Furthermore, this study revealed insights related to Christian faculty’s sense of calling, communicating a Christian worldview, and integrating a religious worldview into research and teaching; however, the way in which these things take place is yet to be fully explored. For example, how do faculty members go about integrating their religious identity into their research and teaching? Are there distinctions between faculty members who make this a more overt versus a covert process? Do these distinctions have religious components? Further research might also apply similar questions to faculty from other religious traditions.
In conclusion, the results from this study indicate that Christian faculty members do attempt to integrate their religious and professional identities though this may not advance their standing, and in fact may decrease their “identity capital” within their secular institutions. The study also supports Lindsey’s (2008) assertion that the desire of most Christian faculty is not to ‘‘take back’’ the campus for their faith but simply to have their faith seen as reasonable, genuine, and attractive.
References
Côté, J. E., & Levine, C. G. (2002). Identity formation, agency, and culture: A social psychological synthesis. Hillsdale, NJ: Lawrence Erlbaum Associates.
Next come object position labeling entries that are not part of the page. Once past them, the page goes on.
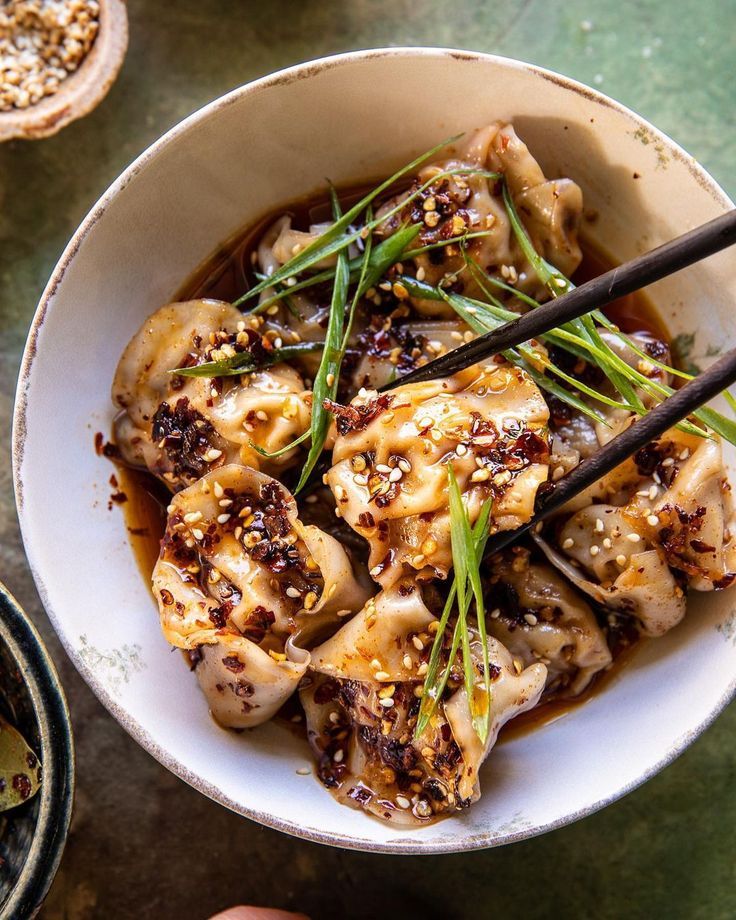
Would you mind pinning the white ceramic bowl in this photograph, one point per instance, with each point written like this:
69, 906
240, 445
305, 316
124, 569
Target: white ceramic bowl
347, 117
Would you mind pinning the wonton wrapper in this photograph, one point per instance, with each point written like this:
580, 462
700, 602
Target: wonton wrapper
566, 636
240, 602
495, 416
170, 424
653, 536
551, 211
366, 751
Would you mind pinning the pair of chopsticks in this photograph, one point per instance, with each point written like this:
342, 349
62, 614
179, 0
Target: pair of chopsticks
685, 250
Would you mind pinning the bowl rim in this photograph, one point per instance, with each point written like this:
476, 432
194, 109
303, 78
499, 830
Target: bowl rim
57, 757
286, 76
83, 89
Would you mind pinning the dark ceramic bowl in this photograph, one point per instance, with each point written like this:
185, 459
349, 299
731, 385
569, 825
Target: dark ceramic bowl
32, 836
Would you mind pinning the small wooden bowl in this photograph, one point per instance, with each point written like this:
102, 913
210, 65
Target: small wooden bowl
82, 90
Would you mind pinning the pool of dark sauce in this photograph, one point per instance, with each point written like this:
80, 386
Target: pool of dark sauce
225, 276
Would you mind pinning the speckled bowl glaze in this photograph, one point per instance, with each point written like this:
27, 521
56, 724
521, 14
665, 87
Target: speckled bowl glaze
32, 836
346, 117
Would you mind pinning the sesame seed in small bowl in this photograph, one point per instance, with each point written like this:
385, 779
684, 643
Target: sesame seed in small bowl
58, 59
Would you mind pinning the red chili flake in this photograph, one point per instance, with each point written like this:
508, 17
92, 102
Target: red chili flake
357, 418
22, 784
195, 656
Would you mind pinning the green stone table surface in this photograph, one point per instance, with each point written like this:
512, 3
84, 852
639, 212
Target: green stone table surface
143, 844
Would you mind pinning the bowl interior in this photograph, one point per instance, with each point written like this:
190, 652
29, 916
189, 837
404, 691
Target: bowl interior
266, 144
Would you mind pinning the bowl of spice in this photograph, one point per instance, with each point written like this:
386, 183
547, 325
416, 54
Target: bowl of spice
36, 765
58, 59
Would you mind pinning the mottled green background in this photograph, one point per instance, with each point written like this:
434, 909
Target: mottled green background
142, 843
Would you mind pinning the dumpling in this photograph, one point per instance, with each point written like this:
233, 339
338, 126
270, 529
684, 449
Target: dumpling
181, 427
550, 209
237, 579
537, 616
361, 712
660, 522
576, 436
391, 452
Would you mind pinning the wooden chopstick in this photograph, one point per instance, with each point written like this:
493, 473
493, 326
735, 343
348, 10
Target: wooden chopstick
649, 427
684, 250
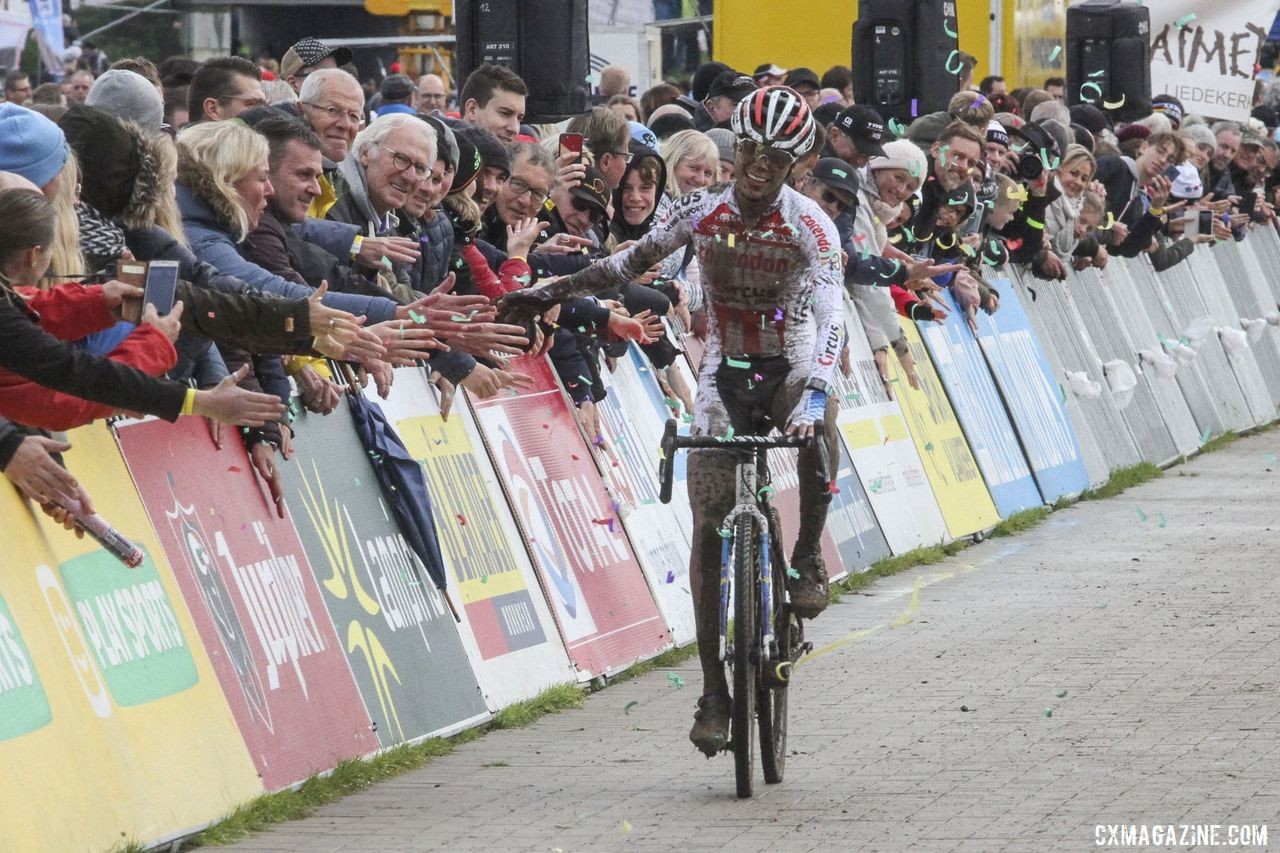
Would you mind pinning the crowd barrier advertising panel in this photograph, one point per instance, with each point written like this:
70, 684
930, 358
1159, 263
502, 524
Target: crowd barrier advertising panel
112, 721
397, 630
627, 459
599, 596
1033, 398
1064, 338
254, 598
883, 457
952, 471
506, 623
976, 400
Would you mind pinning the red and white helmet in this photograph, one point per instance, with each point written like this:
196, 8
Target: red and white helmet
777, 117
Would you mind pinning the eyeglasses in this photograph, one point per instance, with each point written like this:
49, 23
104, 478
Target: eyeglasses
519, 188
592, 210
832, 199
402, 163
338, 113
775, 158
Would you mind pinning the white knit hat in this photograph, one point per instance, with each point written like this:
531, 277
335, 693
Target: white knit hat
903, 154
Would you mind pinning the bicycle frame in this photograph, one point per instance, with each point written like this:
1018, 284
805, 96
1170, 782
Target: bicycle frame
750, 470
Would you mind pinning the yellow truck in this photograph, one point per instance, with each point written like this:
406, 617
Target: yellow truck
1014, 39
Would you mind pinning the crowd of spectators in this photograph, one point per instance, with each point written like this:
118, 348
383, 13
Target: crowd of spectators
327, 232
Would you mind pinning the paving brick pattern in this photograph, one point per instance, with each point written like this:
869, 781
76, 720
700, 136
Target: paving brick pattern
1166, 641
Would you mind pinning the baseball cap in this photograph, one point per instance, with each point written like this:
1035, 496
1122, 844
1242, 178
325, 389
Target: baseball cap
309, 51
836, 173
768, 69
731, 85
396, 87
799, 76
864, 128
593, 191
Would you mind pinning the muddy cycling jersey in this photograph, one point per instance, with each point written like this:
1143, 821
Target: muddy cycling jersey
773, 287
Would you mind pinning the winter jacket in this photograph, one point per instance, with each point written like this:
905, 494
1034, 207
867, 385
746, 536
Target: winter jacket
213, 243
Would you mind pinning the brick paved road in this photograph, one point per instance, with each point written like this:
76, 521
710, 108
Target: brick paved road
1166, 641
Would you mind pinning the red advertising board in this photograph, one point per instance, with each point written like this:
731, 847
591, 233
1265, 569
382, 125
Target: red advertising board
254, 598
599, 596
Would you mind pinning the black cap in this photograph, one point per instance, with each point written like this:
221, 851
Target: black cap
864, 128
593, 191
836, 173
803, 76
731, 85
703, 78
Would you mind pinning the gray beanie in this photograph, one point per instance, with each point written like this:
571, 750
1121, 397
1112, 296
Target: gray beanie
129, 96
723, 140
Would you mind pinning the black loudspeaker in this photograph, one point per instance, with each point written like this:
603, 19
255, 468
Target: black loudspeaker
906, 56
1109, 56
544, 41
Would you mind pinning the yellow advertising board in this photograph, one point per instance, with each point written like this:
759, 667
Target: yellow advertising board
952, 471
109, 711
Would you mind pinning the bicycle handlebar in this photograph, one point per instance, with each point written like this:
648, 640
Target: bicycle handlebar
671, 442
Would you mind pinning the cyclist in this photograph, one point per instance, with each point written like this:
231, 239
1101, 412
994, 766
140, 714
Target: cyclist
773, 282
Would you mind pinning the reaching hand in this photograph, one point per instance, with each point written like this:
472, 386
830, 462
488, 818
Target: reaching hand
522, 235
397, 250
36, 473
169, 324
263, 456
233, 405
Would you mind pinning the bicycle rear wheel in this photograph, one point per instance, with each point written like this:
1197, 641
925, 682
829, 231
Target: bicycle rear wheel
771, 702
745, 642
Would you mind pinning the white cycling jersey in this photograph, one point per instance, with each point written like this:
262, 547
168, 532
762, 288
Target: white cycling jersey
773, 287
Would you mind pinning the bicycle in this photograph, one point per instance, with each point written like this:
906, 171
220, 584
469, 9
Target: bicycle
767, 635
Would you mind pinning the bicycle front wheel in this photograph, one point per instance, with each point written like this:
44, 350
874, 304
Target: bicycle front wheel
746, 573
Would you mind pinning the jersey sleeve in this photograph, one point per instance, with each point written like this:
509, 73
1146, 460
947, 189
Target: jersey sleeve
821, 246
671, 233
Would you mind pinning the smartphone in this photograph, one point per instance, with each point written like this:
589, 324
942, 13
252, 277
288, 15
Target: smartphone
132, 273
571, 144
161, 286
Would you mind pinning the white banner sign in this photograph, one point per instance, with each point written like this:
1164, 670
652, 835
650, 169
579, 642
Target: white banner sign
1203, 54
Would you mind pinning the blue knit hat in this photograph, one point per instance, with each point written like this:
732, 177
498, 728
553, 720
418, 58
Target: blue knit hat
30, 145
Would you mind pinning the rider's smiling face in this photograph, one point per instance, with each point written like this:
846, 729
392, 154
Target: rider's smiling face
758, 178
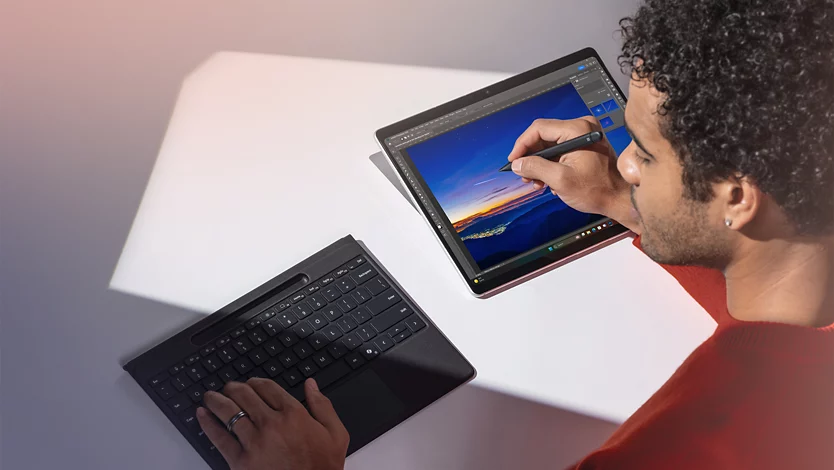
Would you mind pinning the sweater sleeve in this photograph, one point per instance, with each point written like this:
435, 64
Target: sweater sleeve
707, 286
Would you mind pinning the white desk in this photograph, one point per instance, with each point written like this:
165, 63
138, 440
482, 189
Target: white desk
266, 161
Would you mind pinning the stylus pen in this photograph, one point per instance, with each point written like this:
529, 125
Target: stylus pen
553, 153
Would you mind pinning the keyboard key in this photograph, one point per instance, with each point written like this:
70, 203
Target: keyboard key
227, 354
361, 295
181, 381
242, 345
179, 404
345, 285
352, 341
286, 319
384, 343
266, 315
328, 376
317, 302
355, 360
415, 323
363, 275
376, 285
396, 329
346, 304
402, 336
386, 300
303, 350
347, 324
322, 359
213, 383
366, 332
258, 356
273, 368
370, 351
158, 379
189, 417
288, 338
272, 327
228, 373
318, 341
287, 359
307, 368
212, 363
332, 312
318, 321
303, 329
361, 315
355, 263
165, 390
302, 311
273, 347
331, 293
332, 332
337, 349
293, 377
195, 393
196, 373
391, 317
257, 336
243, 365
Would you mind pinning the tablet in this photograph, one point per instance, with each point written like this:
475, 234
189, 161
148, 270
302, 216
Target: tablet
497, 230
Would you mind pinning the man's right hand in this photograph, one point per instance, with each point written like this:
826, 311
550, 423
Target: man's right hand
586, 180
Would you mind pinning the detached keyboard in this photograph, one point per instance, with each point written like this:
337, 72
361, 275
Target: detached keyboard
327, 329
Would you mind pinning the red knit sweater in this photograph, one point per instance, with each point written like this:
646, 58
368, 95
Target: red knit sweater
754, 395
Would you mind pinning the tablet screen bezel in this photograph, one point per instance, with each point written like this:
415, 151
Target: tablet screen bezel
539, 263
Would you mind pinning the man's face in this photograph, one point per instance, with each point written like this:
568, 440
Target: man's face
675, 229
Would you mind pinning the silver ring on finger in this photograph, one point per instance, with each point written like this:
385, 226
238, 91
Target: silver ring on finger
234, 419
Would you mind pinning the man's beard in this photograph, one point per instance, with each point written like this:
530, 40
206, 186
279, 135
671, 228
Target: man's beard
683, 238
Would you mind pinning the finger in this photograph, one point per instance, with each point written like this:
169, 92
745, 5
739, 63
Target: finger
224, 408
552, 131
536, 168
273, 394
249, 401
228, 446
322, 410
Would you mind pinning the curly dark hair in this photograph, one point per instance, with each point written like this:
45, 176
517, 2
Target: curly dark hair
749, 90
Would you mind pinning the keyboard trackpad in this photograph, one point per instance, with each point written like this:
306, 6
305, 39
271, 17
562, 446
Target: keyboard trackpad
366, 406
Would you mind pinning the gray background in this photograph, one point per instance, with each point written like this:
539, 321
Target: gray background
86, 90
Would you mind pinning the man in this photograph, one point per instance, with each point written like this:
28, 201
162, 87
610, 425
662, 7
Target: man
729, 183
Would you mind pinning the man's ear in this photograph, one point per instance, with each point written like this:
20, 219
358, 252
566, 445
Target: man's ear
741, 201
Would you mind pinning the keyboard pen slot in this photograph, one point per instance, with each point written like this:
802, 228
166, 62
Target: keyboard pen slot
234, 311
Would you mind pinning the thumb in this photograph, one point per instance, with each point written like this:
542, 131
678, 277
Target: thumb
322, 409
537, 168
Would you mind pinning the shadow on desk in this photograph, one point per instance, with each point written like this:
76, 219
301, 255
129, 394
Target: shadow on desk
478, 429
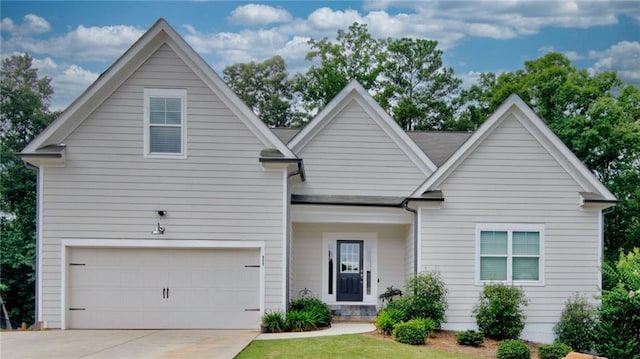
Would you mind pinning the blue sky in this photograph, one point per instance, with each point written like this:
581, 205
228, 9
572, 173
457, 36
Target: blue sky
73, 42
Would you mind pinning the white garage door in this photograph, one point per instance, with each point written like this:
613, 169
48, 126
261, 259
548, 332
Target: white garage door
143, 288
Craft, C. M., Foubert, J. D., & Lane, J. J. (2011). Integrating religious and professional identities: Christian faculty at public institutions of higher education. Religion & Education, 38, 92-110. Online at http://works.bepress.com/christy_moran_craft/14/
Lindholm, J. A., & Astin, H. S. (2008). Spirituality and pedagogy: Faculty’s spirituality and use of student-centered approaches to undergraduate teaching. The Review of Higher Education, 31(2), 185-207.
Lindsey, D. M. (2008, May 9). Evangelicalism rebounds in Academe. The Chronicle of Higher Education. Retrieved June 11, 2008, from http://chronicle.com/weekly/v54/i35/35b01201.htm
Wortham, S. (2006). Learning identity: The joint emergence of social identification and academic learning. New York: Cambridge University Press.
Zohar, D., & Marshall, I. (2004). Spiritual capital: Wealth we can live by. San Francisco: Berett-Koehler Publishers.